A cheery man, clearly experienced in the robotic art of street marketing, greeted me outside the Rosslyn Metro this morning, offering free copies of Zagat. Though his enunciation was flawless, he was peddling half-truths. What he handed me was not the famed restaurant guide but rather an advertising card encouraging me to "Tell the world what you think. Rate DC & Baltimore restaurants," and directing me to this website.
Zagat has become irrelevant in the digital age. Once a Bible for diners, the rectangular print guide — which slips nicely into your back pocket, though not as nicely as a smartphone slips into your front pocket — has been decimated by the proliferation of restaurant reviews online, notably Yelp.
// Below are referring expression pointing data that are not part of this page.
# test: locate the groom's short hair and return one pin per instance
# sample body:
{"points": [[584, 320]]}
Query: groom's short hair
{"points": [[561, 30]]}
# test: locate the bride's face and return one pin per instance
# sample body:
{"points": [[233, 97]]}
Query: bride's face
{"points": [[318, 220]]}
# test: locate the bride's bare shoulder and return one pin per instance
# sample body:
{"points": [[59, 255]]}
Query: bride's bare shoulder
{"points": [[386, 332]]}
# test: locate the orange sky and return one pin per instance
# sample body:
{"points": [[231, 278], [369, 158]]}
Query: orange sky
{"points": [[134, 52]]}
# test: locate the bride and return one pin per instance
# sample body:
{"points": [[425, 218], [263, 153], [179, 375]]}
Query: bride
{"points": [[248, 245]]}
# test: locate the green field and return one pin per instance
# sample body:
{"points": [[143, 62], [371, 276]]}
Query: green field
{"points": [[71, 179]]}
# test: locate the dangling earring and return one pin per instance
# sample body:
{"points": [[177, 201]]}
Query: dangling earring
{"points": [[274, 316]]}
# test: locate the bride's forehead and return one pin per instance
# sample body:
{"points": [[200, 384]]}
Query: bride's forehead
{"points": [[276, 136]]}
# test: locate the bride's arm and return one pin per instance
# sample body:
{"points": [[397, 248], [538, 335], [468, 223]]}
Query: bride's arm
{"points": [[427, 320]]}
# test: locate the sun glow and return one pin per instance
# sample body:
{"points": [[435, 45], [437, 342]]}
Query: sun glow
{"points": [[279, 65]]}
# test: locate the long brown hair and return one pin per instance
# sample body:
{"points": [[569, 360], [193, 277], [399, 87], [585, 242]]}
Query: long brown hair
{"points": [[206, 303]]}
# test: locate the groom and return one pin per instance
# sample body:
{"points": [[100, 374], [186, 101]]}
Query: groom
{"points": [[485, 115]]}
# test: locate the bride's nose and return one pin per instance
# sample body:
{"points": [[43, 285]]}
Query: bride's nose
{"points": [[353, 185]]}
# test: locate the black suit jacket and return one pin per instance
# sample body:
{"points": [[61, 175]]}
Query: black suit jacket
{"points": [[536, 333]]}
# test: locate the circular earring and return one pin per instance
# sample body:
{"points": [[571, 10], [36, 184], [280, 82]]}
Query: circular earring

While its competitors' services are free, and sometimes even include redeemable rewards, Zagat hides its online content behind a paywall ($24.95/year) and charges $9.99 for its iPhone app.
But at least now you can get the dead-tree version of the 2013 Washington, D.C./Baltimore edition, the 2012 version of which retails for $14.95 on Zagat's website, for free. All you have to do is go to their website, create an account, vote on a whole bunch of restaurants, fill out a lengthy survey, and provide your address. And then wait months for the guide to arrive in the mail, only to find that little has changed since the year before, or the year before that.
My parents used to rely on, and trust, Zagat. No longer. My dad says he thumbs the paperback maybe once a month, and only when traveling to unfamiliar cities. Otherwise he just uses OpenTable, and keeps abreast of restaurant openings through Eater. He even says he finds Zagat's website "less user friendly than the actual book." Not good. If Zagat has lost my parents' loyalty, it's probably doomed.
Except that Google bought Zagat last fall, so maybe it'll find a way to become relevant again — by doing more than simply soliciting reviews from the general public. Until then, this article remains the Bible on Zagat.